Download or read book The Position and Course of the South written by William Henry Trescot and published by Palala Press. This book was released on 2015-09-04 with total page 28 pages. Available in PDF, EPUB and Kindle. Book excerpt: This work has been selected by scholars as being culturally important, and is part of the knowledge base of civilization as we know it. This work was reproduced from the original artifact, and remains as true to the original work as possible. Therefore, you will see the original copyright references, library stamps (as most of these works have been housed in our most important libraries around the world), and other notations in the work. This work is in the public domain in the United States of America, and possibly other nations. Within the United States, you may freely copy and distribute this work, as no entity (individual or corporate) has a copyright on the body of the work.As a reproduction of a historical artifact, this work may contain missing or blurred pages, poor pictures, errant marks, etc. Scholars believe, and we concur, that this work is important enough to be preserved, reproduced, and made generally available to the public. We appreciate your support of the preservation process, and thank you for being an important part of keeping this knowledge alive and relevant.

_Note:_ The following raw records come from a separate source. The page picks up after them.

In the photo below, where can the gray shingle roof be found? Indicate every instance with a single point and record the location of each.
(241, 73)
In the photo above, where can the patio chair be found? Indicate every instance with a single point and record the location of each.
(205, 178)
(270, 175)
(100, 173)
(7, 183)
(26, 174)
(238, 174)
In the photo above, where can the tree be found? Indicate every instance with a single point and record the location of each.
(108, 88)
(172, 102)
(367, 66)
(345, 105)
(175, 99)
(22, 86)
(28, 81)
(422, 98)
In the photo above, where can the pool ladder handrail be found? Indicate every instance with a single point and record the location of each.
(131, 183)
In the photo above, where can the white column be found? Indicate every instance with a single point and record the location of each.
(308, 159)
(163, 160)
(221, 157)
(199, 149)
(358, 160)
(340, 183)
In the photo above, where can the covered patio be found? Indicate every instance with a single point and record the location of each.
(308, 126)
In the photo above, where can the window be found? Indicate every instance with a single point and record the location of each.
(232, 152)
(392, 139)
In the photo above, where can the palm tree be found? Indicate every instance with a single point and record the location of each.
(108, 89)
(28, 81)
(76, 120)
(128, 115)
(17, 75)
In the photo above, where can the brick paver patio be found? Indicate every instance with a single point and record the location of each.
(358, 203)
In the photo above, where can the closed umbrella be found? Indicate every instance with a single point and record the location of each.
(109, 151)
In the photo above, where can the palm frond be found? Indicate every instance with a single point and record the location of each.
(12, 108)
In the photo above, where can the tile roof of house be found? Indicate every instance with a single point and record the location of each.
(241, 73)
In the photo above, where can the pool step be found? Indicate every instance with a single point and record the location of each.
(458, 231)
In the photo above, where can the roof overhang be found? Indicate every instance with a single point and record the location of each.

Book The Powerful Ephemeral

Download or read book The Powerful Ephemeral written by Carla Bellamy and published by Univ of California Press. This book was released on 2011-08-05 with total page 307 pages. Available in PDF, EPUB and Kindle. Book excerpt: The violent partitioning of British India along religious lines and ongoing communalist aggression have compelled Indian citizens to contend with the notion that an exclusive, fixed religious identity is fundamental to selfhood. Even so, Muslim saint shrines known as dargahs attract a religiously diverse range of pilgrims. In this accessible and groundbreaking ethnography, Carla Bellamy traces the long-term healing processes of Muslim and Hindu devotees of a complex of dargahs in northwestern India. Drawing on pilgrims’ narratives, ritual and everyday practices, archival documents, and popular publications in Hindi and Urdu, Bellamy considers questions about the nature of religion in general and Indian religion in particular. Grounded in stories from individual lives and experiences, The Powerful Ephemeral offers not only a humane, highly readable portrait of dargah culture, but also new insight into notions of selfhood and religious difference in contemporary India.